Will Hurricane Ian be a repeat of Superstorm Sandy? It is too early to tell, but I am fielding calls from those that are already disgruntled with wrongful claims decisions.

One wrongful notion being repeated in this hurricane is that the flood adjuster will only agree to pay for property that is physically touched by the flood waters. This is incorrect. However, a recent denial of any payment for the kitchen counter tops not touched by the flood waters but are physically attached to flooded kitchen cabinets serves as an example. I guess flood policyholders will have new kitchen cabinets sans the tops

The typical adjustment pays for the replacement of the tops. In some cases, if it can be accomplished and is less costly, the tops can be removed and then re-attached. The price to remove and re-attach is often much greater than just agreeing to replace the cabinets with the tops. But something is paid for the counter tops.
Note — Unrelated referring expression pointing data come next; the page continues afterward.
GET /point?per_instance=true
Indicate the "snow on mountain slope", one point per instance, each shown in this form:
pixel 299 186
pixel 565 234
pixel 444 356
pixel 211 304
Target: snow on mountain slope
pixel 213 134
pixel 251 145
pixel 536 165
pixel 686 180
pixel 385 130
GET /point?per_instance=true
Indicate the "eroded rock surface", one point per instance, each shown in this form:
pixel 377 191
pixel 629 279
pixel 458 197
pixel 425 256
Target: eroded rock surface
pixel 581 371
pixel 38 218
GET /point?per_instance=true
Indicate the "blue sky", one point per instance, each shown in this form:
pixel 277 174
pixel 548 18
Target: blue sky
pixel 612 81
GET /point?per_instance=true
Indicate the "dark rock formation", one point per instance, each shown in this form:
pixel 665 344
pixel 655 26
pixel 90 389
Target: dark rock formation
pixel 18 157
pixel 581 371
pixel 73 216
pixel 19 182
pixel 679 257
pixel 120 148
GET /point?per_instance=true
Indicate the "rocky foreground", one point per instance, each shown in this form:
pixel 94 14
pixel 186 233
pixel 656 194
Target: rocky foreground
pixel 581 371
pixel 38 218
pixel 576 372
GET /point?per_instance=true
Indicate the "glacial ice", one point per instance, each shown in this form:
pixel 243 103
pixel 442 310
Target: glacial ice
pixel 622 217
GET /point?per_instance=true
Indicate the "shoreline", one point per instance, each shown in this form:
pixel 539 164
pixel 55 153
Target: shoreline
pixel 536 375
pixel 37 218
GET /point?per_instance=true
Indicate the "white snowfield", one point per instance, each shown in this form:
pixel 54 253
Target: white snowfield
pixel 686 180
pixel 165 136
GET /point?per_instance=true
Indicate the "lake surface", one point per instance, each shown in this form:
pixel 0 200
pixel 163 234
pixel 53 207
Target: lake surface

The point is that this is just one example that is repeated thousands of times with infuriating results. I cannot believe that national flood managers cannot find people enlightened enough to understand this basic concept or trainers that can teach adjusters so they can better understand. If they are teaching otherwise, we need Congress and the Executive Branch to step in and reform the system.

James Purcell is an estimator with considerable experience. He sent me a number of current flood related claims issues as examples he is encountering in the field where he believes flood adjusters are wrongfully refusing to pay Hurricane Ian claims:

Policyholder: Electrical wiring in crawl space was flooded with salt water (Photos provided)

Flood Adjuster: Can be addressed in a supplement with an itemized electrician estimate signed by the insured and the contractor.

Policyholder: Wall base plate and fasteners flooded with saltwater requiring re-nailing per Flood Bulletin W-13027

Flood Adjuster: We cannot refer to Prior Sandy Based Bulletins for 2022 claims.

Policyholder: Flood adjuster included replacement for standard grade 6’ x 6’8” sliding patio door; actual damaged door is a premium grade (PGT) door, sized 11’ x 8’ and impact rated. (Photos of door and manufacturer label provided)

Flood Adjuster: Our estimating software (Xactimate) does not allow for a sliding door of this size. A signed contractor estimate will be needed to adjuster for incurred cost.

Policyholder: Floor tile being replaced is estimated as ceramic material; tile is actually stone.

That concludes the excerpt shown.